Sir Nigel Fisher, who died yesterday aged 83, spent 33 years in the Commons, most of it on the back benches where he proved a trenchant critic of the Government, particularly of Harold Macmillan's leadership. Always regarded as being on the left of the party, he is probably best known for his brilliant biography of Iain Macleod published in 1973, still one of the best books about the leader the Conservatives never had. He wrote two other books, The Tory Leaders in 1977 and Harold Macmillan in 1982.

Son of Commander Sir Thomas Fisher and Aimee Constance Loveridge, he was educated at Eton and Trinty College, Cambridge.

During the Second World War, serving with the Welsh Guards in the Hook of Holland and Boulogne, he was mentioned in despatches. He reached the rank of Major and, in 1944, led the first Allied squadron into Brussels.

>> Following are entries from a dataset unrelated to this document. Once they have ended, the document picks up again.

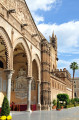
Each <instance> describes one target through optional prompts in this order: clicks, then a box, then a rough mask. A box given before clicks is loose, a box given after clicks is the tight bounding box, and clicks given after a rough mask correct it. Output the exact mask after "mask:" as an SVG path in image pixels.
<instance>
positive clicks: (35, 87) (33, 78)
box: [31, 59, 38, 110]
mask: <svg viewBox="0 0 79 120" xmlns="http://www.w3.org/2000/svg"><path fill="white" fill-rule="evenodd" d="M32 76H33V80H32V88H31V104H32V106H33V107H32V110H36V106H37V100H38V97H37V96H38V93H37V92H38V91H37V87H38V86H37V81H38V66H37V62H36V60H35V59H34V60H33V61H32Z"/></svg>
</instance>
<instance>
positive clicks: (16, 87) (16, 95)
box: [14, 68, 27, 99]
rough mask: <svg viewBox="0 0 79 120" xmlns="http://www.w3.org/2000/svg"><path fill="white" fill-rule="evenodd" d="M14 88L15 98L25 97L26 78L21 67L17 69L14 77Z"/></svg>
mask: <svg viewBox="0 0 79 120" xmlns="http://www.w3.org/2000/svg"><path fill="white" fill-rule="evenodd" d="M15 81H16V83H15V88H14V91H15V93H16V98H20V99H24V98H27V79H26V71H25V70H23V68H21V69H20V70H19V71H18V75H17V76H16V79H15Z"/></svg>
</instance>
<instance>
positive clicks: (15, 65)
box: [11, 43, 28, 105]
mask: <svg viewBox="0 0 79 120" xmlns="http://www.w3.org/2000/svg"><path fill="white" fill-rule="evenodd" d="M13 69H14V74H13V77H12V87H11V90H12V93H11V103H12V102H14V103H15V104H16V105H17V104H19V105H26V104H27V75H28V60H27V56H26V52H25V49H24V47H23V45H22V44H21V43H19V44H18V45H17V46H16V47H15V49H14V52H13Z"/></svg>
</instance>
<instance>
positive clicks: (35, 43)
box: [0, 0, 72, 111]
mask: <svg viewBox="0 0 79 120" xmlns="http://www.w3.org/2000/svg"><path fill="white" fill-rule="evenodd" d="M13 10H15V11H16V12H14V11H13ZM57 61H58V57H57V36H56V35H54V32H53V34H52V36H51V37H50V42H48V41H47V40H46V38H45V37H44V36H43V35H42V33H41V32H39V30H38V28H37V26H36V25H35V22H34V20H33V18H32V15H31V13H30V11H29V9H28V7H27V4H26V2H25V0H0V107H1V106H2V102H3V98H4V96H5V95H6V96H7V98H8V101H9V104H12V103H15V105H20V106H21V107H22V106H24V107H26V108H25V110H26V109H27V111H31V106H32V107H33V110H41V109H42V110H48V109H49V108H50V107H51V103H52V101H53V99H56V96H57V94H58V93H67V94H68V95H69V97H70V98H71V97H72V83H71V75H70V73H69V72H68V71H67V70H66V69H65V68H64V69H63V70H61V69H60V70H58V69H57Z"/></svg>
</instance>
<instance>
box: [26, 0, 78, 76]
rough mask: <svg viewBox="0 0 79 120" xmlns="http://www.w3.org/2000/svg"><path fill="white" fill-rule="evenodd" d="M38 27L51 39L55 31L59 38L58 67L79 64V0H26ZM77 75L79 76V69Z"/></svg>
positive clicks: (58, 39)
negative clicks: (49, 37)
mask: <svg viewBox="0 0 79 120" xmlns="http://www.w3.org/2000/svg"><path fill="white" fill-rule="evenodd" d="M26 3H27V4H28V7H29V9H30V11H31V13H32V16H33V18H34V20H35V22H36V24H37V26H38V29H39V30H40V31H41V32H42V33H43V35H44V36H45V37H46V38H47V40H48V41H49V36H51V35H52V33H53V31H54V33H55V34H56V35H57V38H58V58H59V61H58V68H59V69H61V68H64V67H65V68H67V69H68V70H69V72H70V73H71V75H72V70H70V69H69V65H70V64H71V62H74V61H75V62H77V63H78V64H79V0H34V1H33V0H26ZM75 77H79V70H77V71H76V74H75Z"/></svg>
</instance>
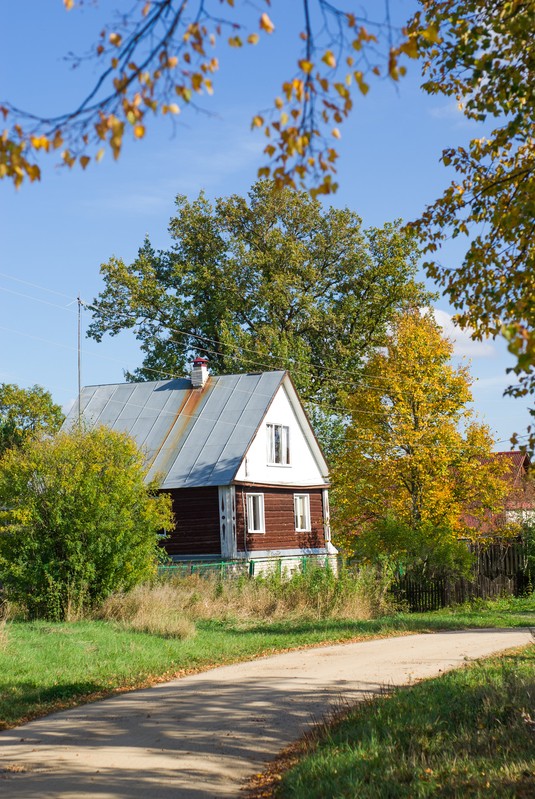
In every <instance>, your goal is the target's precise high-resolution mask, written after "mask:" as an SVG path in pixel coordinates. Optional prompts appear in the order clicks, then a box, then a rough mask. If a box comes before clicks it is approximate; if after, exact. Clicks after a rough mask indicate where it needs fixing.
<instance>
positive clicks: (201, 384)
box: [191, 358, 208, 388]
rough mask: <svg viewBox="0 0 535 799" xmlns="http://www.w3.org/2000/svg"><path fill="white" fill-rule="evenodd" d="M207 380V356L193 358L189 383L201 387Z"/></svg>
mask: <svg viewBox="0 0 535 799" xmlns="http://www.w3.org/2000/svg"><path fill="white" fill-rule="evenodd" d="M207 380H208V358H195V359H194V361H193V363H192V365H191V385H192V387H193V388H203V387H204V385H205V384H206V381H207Z"/></svg>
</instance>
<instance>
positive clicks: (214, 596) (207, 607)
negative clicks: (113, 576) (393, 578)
mask: <svg viewBox="0 0 535 799" xmlns="http://www.w3.org/2000/svg"><path fill="white" fill-rule="evenodd" d="M389 585H390V581H389V579H388V578H387V577H386V576H384V575H381V574H379V573H377V571H375V570H371V569H369V570H361V571H360V572H359V573H358V574H356V575H351V574H349V573H347V572H342V574H340V576H338V577H336V576H335V575H334V574H333V573H332V572H331V571H330V570H329V569H322V568H314V569H311V570H309V571H308V572H307V573H306V574H294V575H292V577H290V578H285V576H284V575H282V576H280V575H278V574H269V575H267V576H264V577H257V578H255V579H250V578H248V577H240V578H237V579H227V580H221V579H220V578H218V577H213V576H199V575H187V576H184V577H172V578H165V579H164V580H163V581H162V582H159V583H156V584H154V585H144V586H139V587H138V588H136V589H134V590H133V591H131V592H130V593H128V594H116V595H114V596H111V597H109V598H108V599H107V600H106V601H105V602H104V604H103V606H102V607H101V609H100V610H99V613H98V617H99V618H105V619H111V620H114V621H117V622H120V623H122V624H124V625H127V626H128V627H131V628H134V629H139V630H145V631H147V632H157V633H160V634H166V635H178V636H179V637H184V636H186V635H189V634H191V628H192V627H193V626H194V624H195V622H196V621H199V620H208V619H211V620H219V621H232V620H236V621H240V620H243V621H246V620H259V621H264V620H267V619H283V618H284V619H293V618H295V619H300V620H305V619H327V618H351V619H371V618H376V617H378V616H382V615H385V614H387V613H390V612H392V611H393V610H394V606H393V600H392V597H391V595H390V594H389V591H388V588H389Z"/></svg>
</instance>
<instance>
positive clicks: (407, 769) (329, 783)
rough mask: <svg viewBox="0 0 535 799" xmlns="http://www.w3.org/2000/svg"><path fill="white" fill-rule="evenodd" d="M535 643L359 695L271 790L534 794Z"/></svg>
mask: <svg viewBox="0 0 535 799" xmlns="http://www.w3.org/2000/svg"><path fill="white" fill-rule="evenodd" d="M534 697H535V647H530V648H528V649H525V650H523V651H520V652H517V653H515V654H509V655H505V656H503V657H501V658H496V659H493V660H492V661H486V662H481V663H478V664H476V665H473V666H470V667H467V668H465V669H462V670H460V671H455V672H450V673H448V674H446V675H444V676H443V677H441V678H439V679H435V680H430V681H427V682H423V683H421V684H419V685H415V686H412V687H410V688H405V689H400V690H398V691H397V692H396V693H395V694H394V696H392V697H386V698H384V697H382V698H379V699H376V700H372V701H370V702H366V703H363V704H361V705H359V706H357V708H356V709H355V710H353V711H351V713H350V714H349V715H348V716H347V718H345V719H344V720H343V721H342V722H340V723H338V724H335V725H334V727H332V728H329V729H328V730H327V731H326V732H325V733H324V735H323V736H322V738H321V741H320V742H319V744H318V745H317V748H316V749H315V751H313V752H312V753H311V754H309V755H308V756H305V757H304V758H303V760H302V761H301V762H300V763H299V764H298V765H297V766H295V767H294V768H293V769H291V770H290V771H289V772H287V773H286V774H285V775H284V776H283V780H282V784H281V788H280V789H279V791H278V792H277V793H276V795H277V796H280V797H292V799H301V797H303V799H304V798H305V797H306V799H315V798H316V797H317V799H320V797H321V799H323V798H324V797H326V796H329V797H339V798H340V799H342V798H343V797H348V799H349V798H350V797H351V798H353V797H354V798H355V799H356V797H358V798H359V799H391V798H392V797H400V798H402V797H407V799H408V797H413V798H414V799H415V798H416V797H431V796H433V797H434V796H440V797H452V798H453V797H459V799H461V797H463V799H464V797H483V796H485V797H498V796H499V797H525V798H526V799H527V797H530V796H534V795H535V760H534V752H535V721H534V719H533V710H534Z"/></svg>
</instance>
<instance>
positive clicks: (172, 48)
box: [0, 0, 535, 448]
mask: <svg viewBox="0 0 535 799" xmlns="http://www.w3.org/2000/svg"><path fill="white" fill-rule="evenodd" d="M64 4H65V6H66V7H67V8H68V9H70V8H72V7H73V6H74V5H75V0H64ZM221 5H222V3H221V2H219V3H218V2H216V0H195V1H194V2H191V1H190V2H189V3H188V2H187V0H148V1H146V0H139V1H138V2H137V3H136V6H135V8H134V10H133V11H132V12H131V13H129V14H123V15H121V16H118V17H116V18H115V19H114V21H113V23H112V24H111V25H110V26H109V27H108V28H105V29H104V30H103V31H102V33H101V36H100V40H99V42H98V44H97V45H96V46H95V49H94V53H93V56H94V58H96V59H97V60H100V63H101V65H102V66H101V72H100V75H99V77H98V79H97V82H96V84H95V86H94V87H93V89H92V90H91V91H90V92H89V94H88V95H87V97H86V98H85V99H84V100H82V102H81V103H80V105H79V106H78V107H77V108H75V109H71V110H70V111H68V112H67V113H65V114H63V115H60V116H58V117H56V118H38V117H36V116H35V115H33V114H29V113H24V112H23V111H21V110H20V109H18V108H16V107H14V106H13V105H12V104H10V103H9V102H7V101H5V102H3V103H2V104H0V112H1V113H3V115H4V117H5V119H6V121H7V123H8V125H9V127H8V128H7V129H6V131H5V133H4V134H3V135H2V136H1V137H0V177H7V178H9V179H12V180H14V182H15V184H16V185H19V184H20V183H21V182H22V181H23V180H24V179H25V177H28V178H29V179H30V180H36V179H38V178H39V176H40V170H39V166H38V163H37V158H36V157H37V156H38V154H39V153H40V152H45V151H46V152H48V151H51V152H53V151H58V150H59V151H60V152H61V160H62V162H63V163H64V164H66V165H68V166H73V165H74V164H75V163H79V164H80V165H81V166H82V167H83V168H86V166H87V164H88V163H89V161H90V160H91V158H94V159H95V160H99V159H100V158H101V157H102V155H103V153H104V149H105V145H108V146H109V147H110V148H111V150H112V152H113V155H114V157H118V155H119V153H120V150H121V145H122V141H123V137H124V135H125V132H126V131H127V130H130V131H131V132H132V135H133V137H134V138H141V137H143V136H144V134H145V127H146V124H147V118H148V116H149V115H150V113H152V112H154V113H157V112H161V113H162V114H168V115H171V116H173V115H174V114H176V113H178V112H179V111H180V110H181V109H180V107H179V105H180V106H181V107H182V108H183V107H185V106H188V105H190V106H191V105H194V98H195V97H198V96H200V95H201V94H202V93H208V94H210V93H212V91H213V75H214V73H215V72H216V71H217V69H218V61H217V59H215V58H214V57H212V55H211V52H209V49H210V48H211V47H212V46H213V45H214V44H215V40H216V39H217V38H218V37H222V36H223V35H226V33H227V32H228V34H229V35H228V38H227V42H228V45H229V46H231V47H241V46H245V45H246V44H247V45H255V44H256V43H257V42H258V40H259V35H264V34H265V35H269V34H270V33H272V32H273V31H274V29H275V25H278V24H279V21H278V19H277V18H274V21H273V20H272V19H271V18H270V17H269V16H268V14H267V12H266V10H264V11H263V12H261V13H260V17H258V16H256V12H255V16H254V18H251V19H250V20H249V19H248V17H247V13H246V11H244V8H242V7H240V6H238V7H237V8H234V5H235V3H234V0H227V3H226V4H225V3H223V5H224V6H225V5H228V7H229V8H227V9H226V12H223V11H222V9H221ZM244 5H245V4H244ZM415 6H416V8H417V10H416V12H415V13H414V14H412V16H411V17H410V19H408V20H407V23H406V25H405V26H404V27H401V28H396V27H395V26H393V25H392V22H391V15H390V4H389V2H388V0H385V3H384V17H383V18H382V19H377V18H373V17H371V18H370V17H369V16H367V15H366V11H365V9H364V11H363V12H362V16H359V12H360V11H361V9H360V6H359V7H358V8H357V9H355V8H353V7H350V8H349V10H346V9H345V8H342V7H341V4H338V3H336V2H333V1H332V0H301V4H300V8H301V9H302V13H303V24H302V31H301V41H300V44H299V45H298V48H296V55H297V58H296V69H295V72H294V74H293V75H290V76H289V77H288V79H287V80H286V81H284V82H283V85H282V87H281V91H280V94H279V96H277V97H276V98H275V100H274V107H273V110H272V111H271V112H270V113H267V114H266V113H257V114H255V115H254V117H253V119H252V127H253V129H256V130H258V131H260V132H262V133H264V134H265V135H266V136H267V137H268V141H267V144H266V146H265V149H264V153H265V156H266V163H265V164H264V165H263V166H261V167H260V169H259V177H271V178H273V179H274V181H275V183H276V184H277V185H278V186H293V187H295V186H305V185H307V186H309V188H310V190H311V192H312V193H313V195H315V194H319V193H324V194H325V193H330V192H332V191H335V190H336V188H337V183H336V181H335V180H334V179H333V177H334V175H335V173H336V162H337V158H338V152H337V148H336V142H337V140H338V138H339V137H340V135H341V134H340V129H339V126H340V125H341V124H342V123H343V121H344V120H345V119H346V118H347V117H348V116H349V114H350V113H351V111H352V109H353V106H354V101H355V97H357V96H359V95H366V93H367V92H368V91H369V89H370V85H371V80H370V79H371V78H373V77H377V76H379V77H384V76H388V77H389V78H390V79H392V80H394V81H397V80H399V78H400V77H401V76H402V75H403V74H404V73H405V71H406V67H405V65H404V63H403V60H404V59H418V60H419V62H420V64H421V67H422V72H423V76H424V83H423V87H422V88H423V89H424V91H426V92H428V93H430V94H442V95H445V96H447V97H452V98H454V99H455V101H456V102H457V103H458V104H459V106H460V109H461V110H462V112H463V113H464V115H465V116H466V117H468V119H470V120H476V121H478V122H482V123H483V122H488V121H489V120H495V121H496V123H497V125H498V126H497V127H496V128H495V129H494V130H493V131H492V132H491V133H490V134H486V133H485V135H478V137H477V138H474V139H472V141H471V142H470V143H469V145H468V146H467V147H458V148H448V149H446V150H445V151H444V153H443V155H442V160H443V163H444V164H445V165H446V166H448V165H450V166H452V167H453V168H454V169H455V171H456V176H455V179H454V180H453V182H452V183H451V185H450V186H449V187H448V188H447V189H446V190H445V192H444V193H443V194H442V196H441V197H439V198H438V199H437V200H436V202H435V203H432V204H431V205H429V207H428V208H427V209H426V210H425V212H424V213H423V214H422V216H421V217H420V219H418V220H416V221H415V222H414V227H415V228H416V229H417V230H418V231H419V233H420V235H421V236H422V240H423V242H424V245H425V246H426V248H427V250H428V251H429V252H430V253H434V252H436V250H437V248H438V247H439V246H440V244H441V243H442V241H443V240H444V239H445V238H447V237H449V236H450V235H451V236H457V235H459V234H472V235H473V238H472V240H471V242H470V243H469V245H468V248H467V252H466V256H465V258H464V262H463V263H462V264H460V265H455V266H453V267H452V266H451V265H449V264H441V263H440V261H438V260H430V261H429V262H428V263H427V270H428V274H429V275H430V276H431V277H433V278H434V279H436V280H438V282H439V283H440V285H441V286H443V288H444V291H445V293H446V294H447V295H448V297H449V299H450V301H451V302H452V303H453V304H454V306H455V307H456V308H457V309H458V310H459V316H458V321H459V322H460V324H461V325H462V326H464V327H466V326H470V327H471V329H472V330H473V333H474V336H475V337H476V338H481V337H483V336H486V335H491V336H496V335H504V336H505V337H506V339H507V341H508V342H509V347H510V350H511V352H512V353H513V355H514V356H515V357H516V359H517V360H516V365H515V366H514V367H513V369H512V371H513V372H514V374H515V375H516V377H517V378H518V381H519V382H518V383H517V384H515V385H512V386H510V387H509V389H508V393H510V394H513V395H517V396H523V395H526V394H528V393H531V394H532V393H533V392H535V371H534V368H533V367H534V365H535V343H534V338H533V337H534V333H533V328H534V317H535V309H534V303H533V297H534V296H535V291H534V288H535V286H534V280H535V278H534V245H533V240H534V237H533V230H534V227H533V224H534V223H533V218H534V204H533V197H534V196H535V185H534V184H535V146H534V141H535V135H534V134H535V114H534V111H535V89H534V86H535V69H534V64H535V59H534V58H533V33H532V28H533V23H532V20H533V17H534V16H535V0H415ZM268 7H269V0H266V3H265V8H266V9H267V8H268ZM270 13H271V12H270ZM375 13H376V12H375ZM253 28H254V30H253ZM257 30H258V31H259V33H258V32H257ZM529 445H530V446H531V447H532V448H534V447H535V432H533V433H532V435H531V438H530V443H529Z"/></svg>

He was wounded the following year while fighting in north-west Europe, winning the MC. On leaving the army he entered politics, becoming a member of the National Executive Committee of the Tory party in 1945. He was returned for Chislehurst, Kent, in the 1945 General Election and subsequently represented Hitchin from 1950-55, Surbiton from 1955-74, and Kingston upon Thames, Surbiton until he retired from the Commons in 1983. His Ministerial career was relatively brief - he was Under Secretary for Commonwealth Relations and the Colonies from 1962-64, and an Opposition spokesman for the following two years, and it was as an independent Conservative voice that he made his mark in the Commons. He was knighted in 1974.

He married twice, first to Lady Gloria Flower, by whom he had a son and daughter. That marriage was dissolved in 1952 and he subsequently married Patricia Smiles, who was an Ulster Unionist MP for North Down in the 1950s and died last year.

His son by his first wife is Mark Fisher, Labour MP for Stoke on Trent since 1983.